The Christians and Jews did the same, what changed was rebellion and revolutions against the system of authoritarianism, which was called the age of enlightenment, then came the age of revolution......The Muslims are now at a point of a moral crisis, just like Europe was with after the age of the Lutheran schism with the catholic church...


----------



## Moonglow (Aug 20, 2016)

David Jeffrey Spetch said:


> Moonglow said:
> 
> 
> > Grandma said:
> ...


I never said I supported any inhumanity, the thread is from where the Syrian child is shown in a before(live child) and after picture(dead child) of the Syrian war, in which the fallacious idea that America was sponsoring a jihad...


----------



## David Jeffrey Spetch (Aug 20, 2016)

Moonglow said:


> David Jeffrey Spetch said:
> 
> 
> > Moonglow said:
> ...



I am, well aware of what other religious low life's did buut the fact remains that they are still alive and not forced into Canadian society They have reserves which will not be granted by muslims because that is not the way of the quaran it is either kill or assimilate suckers into islam.

Jesus Christ died for his lies and the Catholics made a martyr out of him for being a catalyst for them to conquer the romans and force their religion on the Romans much like muslims are doing in various parts of the world now and the proof is Roman catholic.

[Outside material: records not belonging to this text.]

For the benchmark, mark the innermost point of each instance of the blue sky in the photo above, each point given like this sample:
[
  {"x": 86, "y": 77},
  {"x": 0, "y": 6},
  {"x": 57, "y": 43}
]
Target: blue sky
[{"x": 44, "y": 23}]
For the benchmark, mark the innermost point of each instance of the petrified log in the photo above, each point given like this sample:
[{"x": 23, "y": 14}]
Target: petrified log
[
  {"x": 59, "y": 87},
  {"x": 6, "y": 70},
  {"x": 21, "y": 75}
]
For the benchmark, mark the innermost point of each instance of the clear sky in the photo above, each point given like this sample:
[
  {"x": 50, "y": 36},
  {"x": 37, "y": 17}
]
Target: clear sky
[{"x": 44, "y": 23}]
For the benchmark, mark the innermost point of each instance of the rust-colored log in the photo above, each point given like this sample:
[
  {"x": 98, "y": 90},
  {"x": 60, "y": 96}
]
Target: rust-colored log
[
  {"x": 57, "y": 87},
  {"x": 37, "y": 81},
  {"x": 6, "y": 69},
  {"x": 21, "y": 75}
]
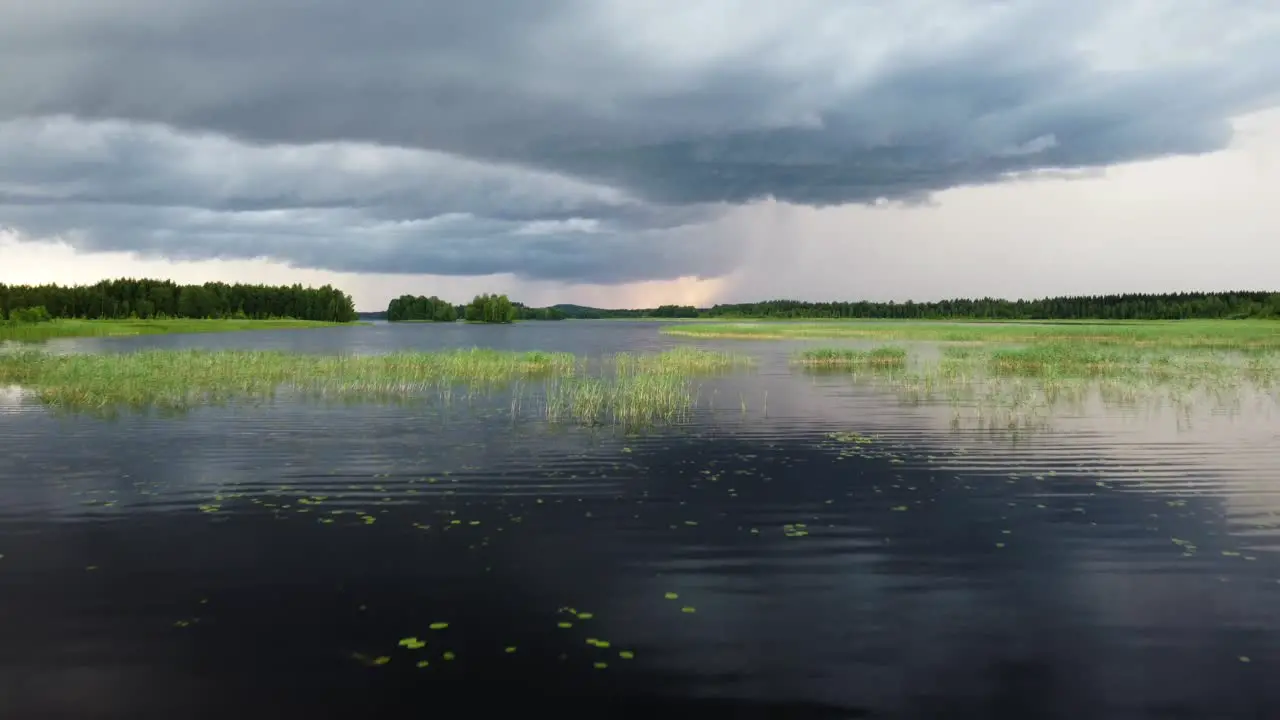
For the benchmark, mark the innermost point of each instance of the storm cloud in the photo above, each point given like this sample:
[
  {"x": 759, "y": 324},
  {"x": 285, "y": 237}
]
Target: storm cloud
[{"x": 576, "y": 140}]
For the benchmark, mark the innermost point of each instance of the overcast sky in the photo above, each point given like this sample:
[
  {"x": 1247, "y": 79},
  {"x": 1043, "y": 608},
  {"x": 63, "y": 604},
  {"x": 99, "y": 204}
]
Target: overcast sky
[{"x": 631, "y": 153}]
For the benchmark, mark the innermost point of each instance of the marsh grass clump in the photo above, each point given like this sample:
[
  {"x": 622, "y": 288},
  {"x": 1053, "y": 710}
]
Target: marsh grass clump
[
  {"x": 680, "y": 361},
  {"x": 887, "y": 358},
  {"x": 627, "y": 400},
  {"x": 178, "y": 378},
  {"x": 1057, "y": 359}
]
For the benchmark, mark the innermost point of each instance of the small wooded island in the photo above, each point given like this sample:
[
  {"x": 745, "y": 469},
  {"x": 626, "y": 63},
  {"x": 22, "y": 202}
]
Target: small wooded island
[{"x": 483, "y": 309}]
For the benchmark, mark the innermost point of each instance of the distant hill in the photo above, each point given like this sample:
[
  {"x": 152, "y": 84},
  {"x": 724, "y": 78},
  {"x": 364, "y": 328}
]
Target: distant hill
[{"x": 584, "y": 313}]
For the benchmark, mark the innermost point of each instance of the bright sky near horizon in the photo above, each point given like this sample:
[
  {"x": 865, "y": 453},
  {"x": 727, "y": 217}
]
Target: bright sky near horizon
[{"x": 638, "y": 153}]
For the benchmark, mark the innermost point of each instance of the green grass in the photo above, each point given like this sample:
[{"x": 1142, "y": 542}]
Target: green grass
[
  {"x": 1174, "y": 333},
  {"x": 1001, "y": 387},
  {"x": 35, "y": 332},
  {"x": 886, "y": 356},
  {"x": 631, "y": 400},
  {"x": 680, "y": 360},
  {"x": 641, "y": 388},
  {"x": 165, "y": 378}
]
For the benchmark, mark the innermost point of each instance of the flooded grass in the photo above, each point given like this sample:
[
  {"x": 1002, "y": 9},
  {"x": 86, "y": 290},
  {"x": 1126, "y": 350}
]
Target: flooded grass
[
  {"x": 37, "y": 332},
  {"x": 641, "y": 390},
  {"x": 841, "y": 358},
  {"x": 179, "y": 378},
  {"x": 629, "y": 400},
  {"x": 1175, "y": 333},
  {"x": 1024, "y": 387},
  {"x": 680, "y": 360}
]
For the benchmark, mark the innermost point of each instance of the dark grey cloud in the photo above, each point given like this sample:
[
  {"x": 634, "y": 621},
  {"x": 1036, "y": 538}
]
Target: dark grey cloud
[{"x": 576, "y": 139}]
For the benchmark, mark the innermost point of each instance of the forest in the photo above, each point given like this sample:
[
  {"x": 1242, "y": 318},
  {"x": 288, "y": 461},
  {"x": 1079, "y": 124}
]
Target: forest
[
  {"x": 481, "y": 309},
  {"x": 1133, "y": 306},
  {"x": 1165, "y": 306},
  {"x": 146, "y": 299}
]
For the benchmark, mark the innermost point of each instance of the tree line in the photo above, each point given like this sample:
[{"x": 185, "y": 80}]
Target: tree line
[
  {"x": 1133, "y": 306},
  {"x": 483, "y": 309},
  {"x": 145, "y": 299}
]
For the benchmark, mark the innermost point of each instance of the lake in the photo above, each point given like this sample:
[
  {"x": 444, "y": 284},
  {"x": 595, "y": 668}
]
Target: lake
[{"x": 804, "y": 546}]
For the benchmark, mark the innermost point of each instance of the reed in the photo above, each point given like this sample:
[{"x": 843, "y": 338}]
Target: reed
[
  {"x": 178, "y": 378},
  {"x": 888, "y": 356}
]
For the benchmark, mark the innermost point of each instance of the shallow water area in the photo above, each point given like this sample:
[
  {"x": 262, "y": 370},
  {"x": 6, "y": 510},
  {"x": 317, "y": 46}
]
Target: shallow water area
[{"x": 804, "y": 545}]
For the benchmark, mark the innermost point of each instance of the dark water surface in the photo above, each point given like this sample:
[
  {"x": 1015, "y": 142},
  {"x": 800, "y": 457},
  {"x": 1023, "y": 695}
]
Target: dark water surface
[{"x": 268, "y": 560}]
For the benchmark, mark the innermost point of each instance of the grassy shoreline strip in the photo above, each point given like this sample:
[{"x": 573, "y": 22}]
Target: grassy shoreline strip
[
  {"x": 1239, "y": 335},
  {"x": 887, "y": 356},
  {"x": 36, "y": 332},
  {"x": 641, "y": 388}
]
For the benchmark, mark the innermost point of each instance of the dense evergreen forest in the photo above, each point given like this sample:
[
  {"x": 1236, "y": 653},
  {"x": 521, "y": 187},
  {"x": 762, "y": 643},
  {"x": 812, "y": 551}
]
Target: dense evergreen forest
[
  {"x": 1166, "y": 306},
  {"x": 481, "y": 309},
  {"x": 128, "y": 297},
  {"x": 1169, "y": 306}
]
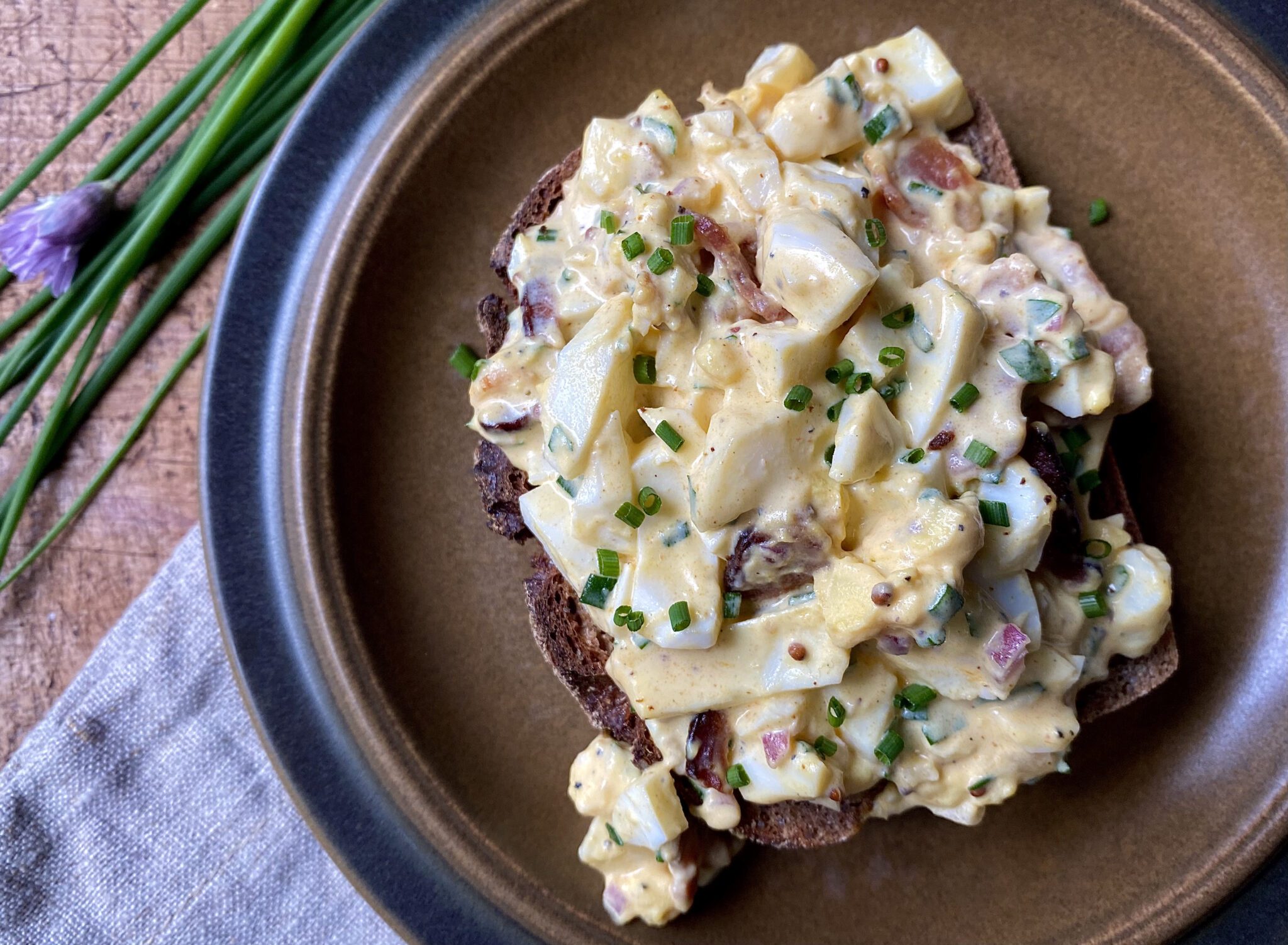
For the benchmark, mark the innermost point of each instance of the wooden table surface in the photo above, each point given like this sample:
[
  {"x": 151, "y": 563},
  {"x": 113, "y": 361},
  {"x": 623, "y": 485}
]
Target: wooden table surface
[{"x": 57, "y": 56}]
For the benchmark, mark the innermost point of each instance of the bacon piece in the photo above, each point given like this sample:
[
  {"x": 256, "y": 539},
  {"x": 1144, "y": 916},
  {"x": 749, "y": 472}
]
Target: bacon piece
[
  {"x": 931, "y": 163},
  {"x": 514, "y": 419},
  {"x": 894, "y": 199},
  {"x": 763, "y": 565},
  {"x": 709, "y": 749},
  {"x": 539, "y": 312},
  {"x": 715, "y": 238}
]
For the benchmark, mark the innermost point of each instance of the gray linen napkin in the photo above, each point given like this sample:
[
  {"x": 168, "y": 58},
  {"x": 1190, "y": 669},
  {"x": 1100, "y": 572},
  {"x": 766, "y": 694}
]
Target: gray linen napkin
[{"x": 143, "y": 809}]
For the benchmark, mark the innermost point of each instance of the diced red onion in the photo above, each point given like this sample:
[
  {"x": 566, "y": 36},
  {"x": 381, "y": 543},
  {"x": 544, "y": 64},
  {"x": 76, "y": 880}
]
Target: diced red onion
[
  {"x": 894, "y": 645},
  {"x": 1006, "y": 649},
  {"x": 775, "y": 744},
  {"x": 716, "y": 241}
]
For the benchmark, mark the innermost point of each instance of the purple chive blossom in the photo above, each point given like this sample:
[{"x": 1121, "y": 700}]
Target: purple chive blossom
[{"x": 47, "y": 236}]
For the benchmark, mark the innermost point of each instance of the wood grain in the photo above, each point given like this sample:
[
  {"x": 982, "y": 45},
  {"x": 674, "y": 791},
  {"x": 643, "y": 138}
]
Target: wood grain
[{"x": 56, "y": 56}]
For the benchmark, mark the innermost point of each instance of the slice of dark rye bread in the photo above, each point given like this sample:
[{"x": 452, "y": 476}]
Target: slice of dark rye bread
[{"x": 577, "y": 651}]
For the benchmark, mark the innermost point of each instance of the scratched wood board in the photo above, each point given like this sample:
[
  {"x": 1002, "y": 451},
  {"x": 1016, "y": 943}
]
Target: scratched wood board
[{"x": 56, "y": 56}]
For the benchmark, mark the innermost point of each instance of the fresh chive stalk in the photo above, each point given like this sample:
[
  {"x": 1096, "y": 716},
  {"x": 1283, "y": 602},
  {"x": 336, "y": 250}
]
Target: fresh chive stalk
[
  {"x": 281, "y": 47},
  {"x": 99, "y": 103}
]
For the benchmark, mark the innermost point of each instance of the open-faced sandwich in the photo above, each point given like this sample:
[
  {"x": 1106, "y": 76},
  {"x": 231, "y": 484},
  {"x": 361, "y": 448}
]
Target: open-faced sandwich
[{"x": 807, "y": 403}]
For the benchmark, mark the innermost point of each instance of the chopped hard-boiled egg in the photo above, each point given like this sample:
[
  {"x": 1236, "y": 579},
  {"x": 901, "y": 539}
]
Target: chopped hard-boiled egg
[{"x": 785, "y": 380}]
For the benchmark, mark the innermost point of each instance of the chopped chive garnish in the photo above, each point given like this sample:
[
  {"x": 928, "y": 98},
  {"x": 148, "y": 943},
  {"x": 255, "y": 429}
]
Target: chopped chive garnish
[
  {"x": 732, "y": 604},
  {"x": 1089, "y": 480},
  {"x": 1076, "y": 437},
  {"x": 857, "y": 384},
  {"x": 1041, "y": 311},
  {"x": 1096, "y": 549},
  {"x": 881, "y": 124},
  {"x": 921, "y": 336},
  {"x": 737, "y": 776},
  {"x": 875, "y": 232},
  {"x": 609, "y": 564},
  {"x": 892, "y": 356},
  {"x": 646, "y": 368},
  {"x": 835, "y": 712},
  {"x": 916, "y": 185},
  {"x": 464, "y": 360},
  {"x": 915, "y": 697},
  {"x": 661, "y": 260},
  {"x": 995, "y": 513},
  {"x": 629, "y": 514},
  {"x": 677, "y": 534},
  {"x": 650, "y": 501},
  {"x": 679, "y": 614},
  {"x": 633, "y": 246},
  {"x": 682, "y": 229},
  {"x": 965, "y": 397},
  {"x": 558, "y": 441},
  {"x": 947, "y": 604},
  {"x": 839, "y": 371},
  {"x": 666, "y": 433},
  {"x": 979, "y": 452},
  {"x": 1092, "y": 604},
  {"x": 889, "y": 747},
  {"x": 854, "y": 91},
  {"x": 797, "y": 398},
  {"x": 901, "y": 317},
  {"x": 1030, "y": 362},
  {"x": 597, "y": 590}
]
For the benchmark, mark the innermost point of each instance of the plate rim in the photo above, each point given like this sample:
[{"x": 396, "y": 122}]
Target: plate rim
[{"x": 243, "y": 467}]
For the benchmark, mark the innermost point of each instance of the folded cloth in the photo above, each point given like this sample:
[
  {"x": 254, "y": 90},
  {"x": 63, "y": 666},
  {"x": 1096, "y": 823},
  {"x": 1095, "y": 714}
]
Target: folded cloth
[{"x": 143, "y": 809}]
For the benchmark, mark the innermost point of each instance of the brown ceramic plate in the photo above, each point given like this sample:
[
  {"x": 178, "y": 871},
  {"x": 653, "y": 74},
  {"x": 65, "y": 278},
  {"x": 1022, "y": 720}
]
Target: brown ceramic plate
[{"x": 380, "y": 629}]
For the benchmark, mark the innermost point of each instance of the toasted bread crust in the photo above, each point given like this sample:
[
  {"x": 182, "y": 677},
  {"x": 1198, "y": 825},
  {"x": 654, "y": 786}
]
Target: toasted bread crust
[
  {"x": 983, "y": 136},
  {"x": 804, "y": 826},
  {"x": 494, "y": 318},
  {"x": 535, "y": 209},
  {"x": 500, "y": 486},
  {"x": 577, "y": 651}
]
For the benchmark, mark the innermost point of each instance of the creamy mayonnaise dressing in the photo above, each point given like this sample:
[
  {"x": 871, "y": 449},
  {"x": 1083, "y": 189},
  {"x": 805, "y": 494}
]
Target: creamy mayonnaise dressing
[{"x": 770, "y": 380}]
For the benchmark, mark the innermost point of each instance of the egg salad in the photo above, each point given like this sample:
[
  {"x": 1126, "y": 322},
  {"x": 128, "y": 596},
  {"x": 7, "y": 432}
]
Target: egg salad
[{"x": 812, "y": 417}]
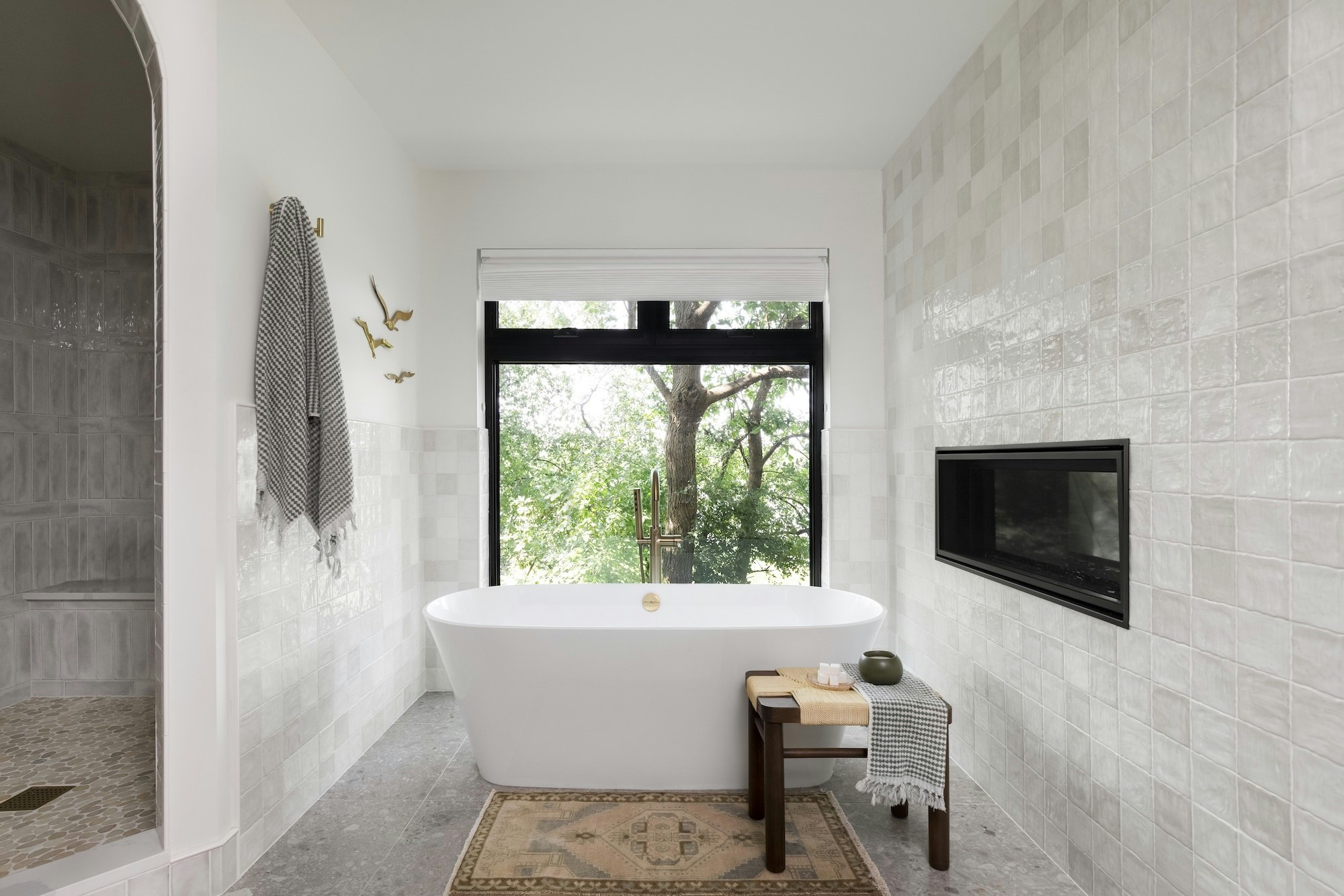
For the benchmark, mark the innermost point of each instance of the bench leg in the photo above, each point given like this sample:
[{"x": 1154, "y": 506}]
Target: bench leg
[
  {"x": 773, "y": 797},
  {"x": 940, "y": 825},
  {"x": 756, "y": 768}
]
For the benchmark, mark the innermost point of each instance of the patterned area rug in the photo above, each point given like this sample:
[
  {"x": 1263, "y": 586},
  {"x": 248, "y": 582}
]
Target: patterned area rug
[{"x": 542, "y": 843}]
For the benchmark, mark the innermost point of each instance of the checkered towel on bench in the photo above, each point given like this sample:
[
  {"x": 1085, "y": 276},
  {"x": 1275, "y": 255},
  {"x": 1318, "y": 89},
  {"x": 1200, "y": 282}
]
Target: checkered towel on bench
[{"x": 908, "y": 742}]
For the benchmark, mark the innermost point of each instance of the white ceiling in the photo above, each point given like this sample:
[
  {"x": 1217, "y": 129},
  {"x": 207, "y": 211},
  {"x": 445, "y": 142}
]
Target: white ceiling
[{"x": 518, "y": 84}]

It's like if they conquer Canada then make martyrs out of those who made it happen while claiming them as their lord, their savior, those who sacrificed themselves for everyone. Let's not forget the Christians slaughtering women labelling them witches or stealing First Nations children so they could force their religion on them while raping and abusing them. Islam is a religion. What makes it a religion is that it is based upon a foundation of factually proven lies about how we and everything came to be in existence. Sharia law is their filthy form of governing but it is not the foundation of their religion. I know that some religious in North America desperately scramble to claim it is not a religion only because they value a factually proven foundation of religious lies more than they value human life hence what it means to be religious. The religious are very selfish as their following have been placing lives in danger for thousands of years. Now for the factual evidence proving that the foundation of every religion is based upon lies. The religious claim the lie the refer to as a god for example (The foundation of every religion is some ridiculous story of how we / everything came to be) has intelligence to be able to understand what they call prayer or worship. They also claim it to be the creator of everything and yet the fact remains that not anything goes poof into existence from nothingness. Let alone not anything is able to develop an intelligence out of nothingness and start making other thigs go poof into existence out of nothingness because the fact remains that the creator of everything is an endless duration of energy matter and time re creating energy and matter. You and everything on this planet for example are a factual example that everything that exists anywhere throughout the universe takes energy matter and time to re create energy and matter. You want to contset this as fact with so much as a shred of validity then all you got to do is share one factual example of anything going poof into existence out of nothingness.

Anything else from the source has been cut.